Version 0.4.1 of gratia has been released to CRAN. Version 0.4.0 existed for a short while but the release to CRAN was pulled because of a last minute change needed to accommodate v 1.0.0 of dplyr that had gone overlooked in the testing for 0.4.0.

This gave me an opportunity to fix an additional bug (#73) as well.

The full list of changes is reproduced below for version 0.4.1 and 0.4.0.

gratia 0.4.1

User visible changes

  • draw.gam() with scales = "fixed" now applies to all terms that can be
    plotted, including 2d smooths.

    Reported by @StefanoMezzini #73

Bug fixes

  • dplyr::combine() was deprecated. Switch to vctrs::vec_c().

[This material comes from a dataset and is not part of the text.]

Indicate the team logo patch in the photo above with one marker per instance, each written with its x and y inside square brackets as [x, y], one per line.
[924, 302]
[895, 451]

  • draw.gam() with scales = "fixed" wasn't using fixed scales where 2d smooths
    were in the model.

    Reported by @StefanoMezzini #73

gratia 0.4.0

New features

  • draw.gam() can now include partial residuals when drawing univariate smooths.
    Use residuals = TRUE to add partial residuals to each univariate smooth that
    is drawn. This feature is not available for smooths of more than one variable,
    by smooths, or factor-smooth interactions (bs = "fs").

  • The coverage of credible and ocnfidence intervals drawn by draw.gam() can be
    specified via argument ci_level. The default is arbitrarily 0.95 for no
    other reason than (rough) compatibility with plot.gam().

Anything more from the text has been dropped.